浑浑噩噩跟着兰家小姐走进暖房,白蕊珠忙起身同三人见礼。
兰家两位小姐一脸笑意,江景却是有些笑不出来。
白蕊珠同她的名字颇为相称,照比上京纤弱娇软的姑娘家,她更显丰腴,珠圆玉润的模样很有几分富贵意韵。勾唇浅笑时一双圆圆杏眼微弯,看着便十分和气温柔。
“初次见面,这给你们做个见面礼……是我自己绣的。”
从怀中拿出荷包,白蕊珠将里头绣了如意蝙蝠纹的香丸坠子送给几人。
江景愣愣接过,心中不是滋味。
小小的香丸坠子做得很是精巧,她是万没有这份手艺的。
“多谢白姑娘。”
“唤我蕊珠就成。”
兰七小姐笑道:“这可唤不得,还是先唤白姑娘礼貌些。”
白蕊珠面色一红,娇怯怯的模样万分惹人怜惜。
江景看着只觉口舌发苦,再想到陈夫人那急功近利毫无体统的模样,不由牙龈泛酸,心中伤感。
三个小姑娘相谈甚欢,江景低着头垂眸出神。
“这是九叔公养的十二国色,平日最是宝贝,若不是今日贵客来府,我们还来不得这浮香亭呢。”
白蕊珠抿着唇,羞得说不出话。
她性子雅静,口舌也笨,这时被人打趣只会羞红着脸傻笑,也说不出什么反驳的话。兰七同兰四小姐见状都愈发喜欢这个叔婆,两人拉着手笑得欢快。

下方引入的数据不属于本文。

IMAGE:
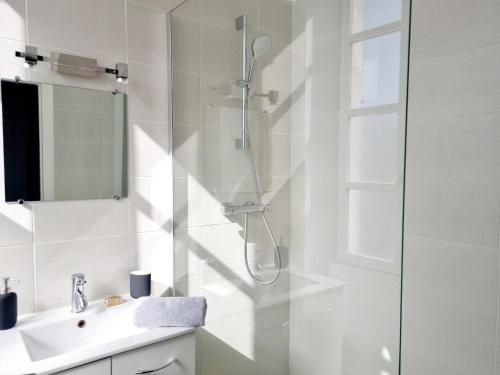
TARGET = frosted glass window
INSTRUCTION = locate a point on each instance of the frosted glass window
(368, 14)
(375, 71)
(373, 148)
(374, 224)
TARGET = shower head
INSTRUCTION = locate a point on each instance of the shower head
(261, 46)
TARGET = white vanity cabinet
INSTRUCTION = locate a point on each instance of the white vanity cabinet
(102, 367)
(175, 356)
(179, 352)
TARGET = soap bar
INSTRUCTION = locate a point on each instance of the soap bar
(113, 301)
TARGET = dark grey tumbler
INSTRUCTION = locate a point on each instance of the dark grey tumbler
(140, 284)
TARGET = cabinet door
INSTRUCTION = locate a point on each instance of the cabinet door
(102, 367)
(157, 356)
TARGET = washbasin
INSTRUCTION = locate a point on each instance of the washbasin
(78, 331)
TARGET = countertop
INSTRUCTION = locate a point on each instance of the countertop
(15, 360)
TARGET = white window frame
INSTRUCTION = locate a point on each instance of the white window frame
(392, 266)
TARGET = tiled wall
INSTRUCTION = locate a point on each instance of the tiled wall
(366, 340)
(451, 274)
(241, 337)
(44, 243)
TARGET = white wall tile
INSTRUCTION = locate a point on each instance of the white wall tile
(459, 273)
(377, 352)
(104, 261)
(471, 24)
(147, 88)
(468, 85)
(186, 44)
(276, 20)
(237, 331)
(217, 358)
(187, 202)
(455, 147)
(149, 146)
(17, 262)
(220, 52)
(371, 300)
(11, 65)
(151, 204)
(12, 19)
(189, 256)
(457, 211)
(223, 13)
(146, 35)
(165, 5)
(72, 220)
(15, 221)
(414, 362)
(449, 332)
(93, 26)
(187, 99)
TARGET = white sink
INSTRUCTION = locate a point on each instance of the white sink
(53, 341)
(80, 331)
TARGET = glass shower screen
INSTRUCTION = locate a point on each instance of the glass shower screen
(323, 110)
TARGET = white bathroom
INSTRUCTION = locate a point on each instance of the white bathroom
(250, 187)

江景站在三人身后,温声道:“这十二国色当真好看,就是不知那盆上刻着什么字?”
“世人都道托物言志,不知那上头是否也言了……什么?”
她这话出口,三个小姑娘都升起几分好奇,尤其是从未见过兰云鹤的白蕊珠。
这年岁的姑娘家本就揣着三分少女情真,又哪里能抵得住对未来夫君的好奇?如今听江景这般说,不由半蹲下身子,仔细去瞧那养着十二国色的瓷盆。
兰家两位小姐也探过头去,三人越凑越近,江景则咬着唇,捻起一株未开海棠上的红色小蛛,隐秘而小心的弹在了白蕊珠脖颈处。
“啊!”
颈间不知什么东西蠕爬起来,白蕊珠吓了一跳猛地起身,却未想动作之大直接将面前那盆十二国色推翻在地,摔得花瓣四落。
“哎……呦。”
兰七小姐瞪大了眼,随后慌张道:“这……这是九叔公最喜欢的一盆,平时娇惯得厉害,可……可如何是好?”
“对不住,对不住,我不是有意的。”
一来便闯了大祸,白蕊珠眼眶泛红却是不敢落泪。
“先莫慌,我……我让人寻九叔公,九叔公不会责罚我们的。”
白蕊珠红着眼道:“是我鲁莽,万望四姑娘帮我同兰公子带句抱歉,这十二国色我……我府上会赔的。”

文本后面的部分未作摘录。